Government lawyers are looking into how recent court defeats will impact how councils charge shared house licensing fees.

In the first case, the High Court declared Richmond Council, in South West London, illegally levied a fee to cover the cost of managing a shared house licensing scheme.

The judges ruled that the council could only charge a fee to cover the processing of the landlord’s application.

In the second case, Westminster Council, London, was told by the Supreme Court that they could not charge sex shop operators for the cost of running a licensing scheme, only for processing their licence applications.

The judgments have thrown the financing of house in multiple occupation licence schemes into disarray with hundreds of landlords expecting refunds of some of the costs of their licences.

The Department of Housing, Communities and Local Government has revealed lawyers are looking at the implications of the cases and have advised councils to take legal advice as well.

“The department is obtaining a legal view on the full implications of the ruling which it will share with local authorities in due course,” said a spokesman.

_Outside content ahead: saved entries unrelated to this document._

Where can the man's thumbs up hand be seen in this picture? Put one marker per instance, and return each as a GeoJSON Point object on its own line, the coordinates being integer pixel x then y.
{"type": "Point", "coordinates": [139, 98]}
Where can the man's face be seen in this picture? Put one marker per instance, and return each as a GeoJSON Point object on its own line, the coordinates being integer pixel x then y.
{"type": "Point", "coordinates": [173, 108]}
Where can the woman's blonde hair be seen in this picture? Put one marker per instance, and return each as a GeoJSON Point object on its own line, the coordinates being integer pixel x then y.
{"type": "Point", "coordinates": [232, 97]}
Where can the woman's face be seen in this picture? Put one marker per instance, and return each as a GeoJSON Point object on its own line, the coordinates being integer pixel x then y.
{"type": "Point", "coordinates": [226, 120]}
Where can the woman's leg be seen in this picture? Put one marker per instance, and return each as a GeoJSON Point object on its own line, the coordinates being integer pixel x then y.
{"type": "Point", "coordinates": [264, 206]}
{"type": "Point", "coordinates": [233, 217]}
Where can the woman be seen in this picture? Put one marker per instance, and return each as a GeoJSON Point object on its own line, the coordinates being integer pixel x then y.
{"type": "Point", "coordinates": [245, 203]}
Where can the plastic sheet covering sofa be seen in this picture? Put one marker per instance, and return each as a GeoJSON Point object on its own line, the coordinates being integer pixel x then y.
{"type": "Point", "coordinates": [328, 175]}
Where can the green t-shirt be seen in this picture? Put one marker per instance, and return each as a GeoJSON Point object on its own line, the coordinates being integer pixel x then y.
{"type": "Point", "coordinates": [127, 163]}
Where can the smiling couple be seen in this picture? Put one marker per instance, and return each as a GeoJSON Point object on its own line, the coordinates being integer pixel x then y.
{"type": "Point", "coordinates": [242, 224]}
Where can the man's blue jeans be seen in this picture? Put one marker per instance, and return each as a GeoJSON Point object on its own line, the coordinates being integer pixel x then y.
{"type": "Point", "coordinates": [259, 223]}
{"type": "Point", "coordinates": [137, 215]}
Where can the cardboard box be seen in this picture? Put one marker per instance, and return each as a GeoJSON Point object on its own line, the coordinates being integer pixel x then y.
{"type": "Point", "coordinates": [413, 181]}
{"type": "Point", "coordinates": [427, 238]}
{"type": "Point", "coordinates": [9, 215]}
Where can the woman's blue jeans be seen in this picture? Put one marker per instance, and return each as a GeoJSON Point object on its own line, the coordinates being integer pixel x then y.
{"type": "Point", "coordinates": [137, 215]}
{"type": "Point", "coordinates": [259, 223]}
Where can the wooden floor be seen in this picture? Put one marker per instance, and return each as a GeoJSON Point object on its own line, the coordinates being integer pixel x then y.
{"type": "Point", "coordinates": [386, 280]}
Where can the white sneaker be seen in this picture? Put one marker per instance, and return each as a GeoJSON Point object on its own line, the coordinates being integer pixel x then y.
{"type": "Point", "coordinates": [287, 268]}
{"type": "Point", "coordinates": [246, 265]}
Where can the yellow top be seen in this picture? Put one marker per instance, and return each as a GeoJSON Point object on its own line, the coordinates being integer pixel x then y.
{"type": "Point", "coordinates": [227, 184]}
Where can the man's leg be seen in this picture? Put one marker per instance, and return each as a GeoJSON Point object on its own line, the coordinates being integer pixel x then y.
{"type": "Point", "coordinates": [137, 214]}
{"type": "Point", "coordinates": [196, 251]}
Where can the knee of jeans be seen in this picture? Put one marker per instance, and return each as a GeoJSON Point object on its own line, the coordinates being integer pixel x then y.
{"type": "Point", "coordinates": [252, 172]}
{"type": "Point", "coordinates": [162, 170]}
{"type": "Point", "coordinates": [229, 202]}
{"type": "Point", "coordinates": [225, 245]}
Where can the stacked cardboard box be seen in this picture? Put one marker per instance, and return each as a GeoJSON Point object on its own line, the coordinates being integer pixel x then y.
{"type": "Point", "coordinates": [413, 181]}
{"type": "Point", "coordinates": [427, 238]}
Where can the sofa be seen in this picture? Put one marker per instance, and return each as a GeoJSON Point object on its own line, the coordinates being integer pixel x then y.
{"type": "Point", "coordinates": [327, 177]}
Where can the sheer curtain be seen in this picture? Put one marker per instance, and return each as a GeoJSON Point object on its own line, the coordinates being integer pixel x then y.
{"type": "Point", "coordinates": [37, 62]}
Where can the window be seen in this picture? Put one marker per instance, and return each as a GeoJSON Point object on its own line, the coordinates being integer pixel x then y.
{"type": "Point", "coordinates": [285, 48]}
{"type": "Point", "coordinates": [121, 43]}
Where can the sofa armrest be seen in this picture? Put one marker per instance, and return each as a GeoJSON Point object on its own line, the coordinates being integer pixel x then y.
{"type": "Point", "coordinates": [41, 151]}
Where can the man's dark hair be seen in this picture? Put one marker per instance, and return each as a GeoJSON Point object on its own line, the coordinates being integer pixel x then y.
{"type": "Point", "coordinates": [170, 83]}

“We suggest that in parallel, local authorities obtain their own legal advice on the implications on their specific HMO licensing schemes, since not all schemes will be structured the same.

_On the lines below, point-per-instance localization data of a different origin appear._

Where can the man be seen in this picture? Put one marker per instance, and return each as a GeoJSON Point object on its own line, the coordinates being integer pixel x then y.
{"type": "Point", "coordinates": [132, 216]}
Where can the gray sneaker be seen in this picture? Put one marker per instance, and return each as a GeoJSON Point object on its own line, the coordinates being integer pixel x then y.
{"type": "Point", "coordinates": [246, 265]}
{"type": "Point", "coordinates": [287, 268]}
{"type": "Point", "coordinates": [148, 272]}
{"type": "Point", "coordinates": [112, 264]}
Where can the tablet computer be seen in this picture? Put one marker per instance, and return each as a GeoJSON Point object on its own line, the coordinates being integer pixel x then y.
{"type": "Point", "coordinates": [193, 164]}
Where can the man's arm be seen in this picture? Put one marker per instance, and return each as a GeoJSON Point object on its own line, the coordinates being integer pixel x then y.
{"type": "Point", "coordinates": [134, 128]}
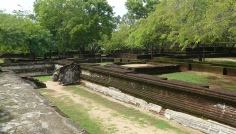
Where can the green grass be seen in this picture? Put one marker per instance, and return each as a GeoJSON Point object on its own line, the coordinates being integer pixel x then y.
{"type": "Point", "coordinates": [188, 77]}
{"type": "Point", "coordinates": [43, 78]}
{"type": "Point", "coordinates": [224, 63]}
{"type": "Point", "coordinates": [104, 63]}
{"type": "Point", "coordinates": [80, 114]}
{"type": "Point", "coordinates": [126, 112]}
{"type": "Point", "coordinates": [76, 112]}
{"type": "Point", "coordinates": [230, 87]}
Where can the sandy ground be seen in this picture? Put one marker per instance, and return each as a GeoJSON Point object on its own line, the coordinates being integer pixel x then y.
{"type": "Point", "coordinates": [138, 65]}
{"type": "Point", "coordinates": [118, 124]}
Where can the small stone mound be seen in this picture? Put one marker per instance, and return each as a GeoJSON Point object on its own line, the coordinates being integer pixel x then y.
{"type": "Point", "coordinates": [34, 82]}
{"type": "Point", "coordinates": [67, 75]}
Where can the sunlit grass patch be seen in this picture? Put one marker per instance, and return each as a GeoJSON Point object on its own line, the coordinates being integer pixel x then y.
{"type": "Point", "coordinates": [188, 77]}
{"type": "Point", "coordinates": [105, 63]}
{"type": "Point", "coordinates": [125, 112]}
{"type": "Point", "coordinates": [43, 78]}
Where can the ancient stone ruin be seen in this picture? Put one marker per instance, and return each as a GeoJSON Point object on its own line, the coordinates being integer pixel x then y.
{"type": "Point", "coordinates": [67, 75]}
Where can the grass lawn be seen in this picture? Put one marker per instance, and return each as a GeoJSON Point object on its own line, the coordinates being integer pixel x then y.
{"type": "Point", "coordinates": [43, 78]}
{"type": "Point", "coordinates": [204, 79]}
{"type": "Point", "coordinates": [80, 114]}
{"type": "Point", "coordinates": [191, 77]}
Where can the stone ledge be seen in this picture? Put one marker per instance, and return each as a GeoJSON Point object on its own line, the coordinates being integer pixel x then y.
{"type": "Point", "coordinates": [206, 126]}
{"type": "Point", "coordinates": [29, 112]}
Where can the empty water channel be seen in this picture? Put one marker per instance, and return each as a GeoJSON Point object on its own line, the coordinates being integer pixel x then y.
{"type": "Point", "coordinates": [116, 93]}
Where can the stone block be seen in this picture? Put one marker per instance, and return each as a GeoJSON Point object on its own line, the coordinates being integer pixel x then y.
{"type": "Point", "coordinates": [206, 126]}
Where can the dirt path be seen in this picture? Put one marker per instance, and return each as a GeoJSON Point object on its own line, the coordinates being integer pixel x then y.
{"type": "Point", "coordinates": [115, 124]}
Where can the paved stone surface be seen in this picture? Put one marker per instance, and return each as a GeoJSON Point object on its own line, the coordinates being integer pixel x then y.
{"type": "Point", "coordinates": [206, 126]}
{"type": "Point", "coordinates": [116, 94]}
{"type": "Point", "coordinates": [24, 110]}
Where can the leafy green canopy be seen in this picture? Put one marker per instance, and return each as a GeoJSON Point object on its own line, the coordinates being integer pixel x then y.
{"type": "Point", "coordinates": [19, 34]}
{"type": "Point", "coordinates": [179, 22]}
{"type": "Point", "coordinates": [75, 24]}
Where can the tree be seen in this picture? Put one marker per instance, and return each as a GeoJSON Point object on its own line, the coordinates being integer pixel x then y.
{"type": "Point", "coordinates": [21, 35]}
{"type": "Point", "coordinates": [152, 31]}
{"type": "Point", "coordinates": [138, 9]}
{"type": "Point", "coordinates": [76, 24]}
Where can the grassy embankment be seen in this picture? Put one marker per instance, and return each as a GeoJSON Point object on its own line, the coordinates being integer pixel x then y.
{"type": "Point", "coordinates": [204, 79]}
{"type": "Point", "coordinates": [104, 63]}
{"type": "Point", "coordinates": [80, 114]}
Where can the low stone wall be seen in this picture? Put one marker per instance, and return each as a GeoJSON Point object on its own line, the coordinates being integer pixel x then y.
{"type": "Point", "coordinates": [186, 64]}
{"type": "Point", "coordinates": [206, 126]}
{"type": "Point", "coordinates": [116, 94]}
{"type": "Point", "coordinates": [214, 104]}
{"type": "Point", "coordinates": [30, 68]}
{"type": "Point", "coordinates": [24, 110]}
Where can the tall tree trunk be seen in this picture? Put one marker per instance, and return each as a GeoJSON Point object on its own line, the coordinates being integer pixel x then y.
{"type": "Point", "coordinates": [232, 47]}
{"type": "Point", "coordinates": [81, 52]}
{"type": "Point", "coordinates": [151, 50]}
{"type": "Point", "coordinates": [50, 54]}
{"type": "Point", "coordinates": [161, 49]}
{"type": "Point", "coordinates": [199, 52]}
{"type": "Point", "coordinates": [203, 53]}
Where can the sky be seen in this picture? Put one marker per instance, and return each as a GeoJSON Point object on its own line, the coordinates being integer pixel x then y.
{"type": "Point", "coordinates": [10, 5]}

“Local authorities may also find it useful to carry out an assessment of how many licences they may have rejected under property licensing schemes to understand the impact the ruling might have locally.”

Meanwhile, the department is looking at other initiatives affecting buy to let homes.

They include appointing  a market research firm to conduct a review of selective licensing schemes to report in spring 2019 and publishing the results of a consultation into electrical safety in private rented homes.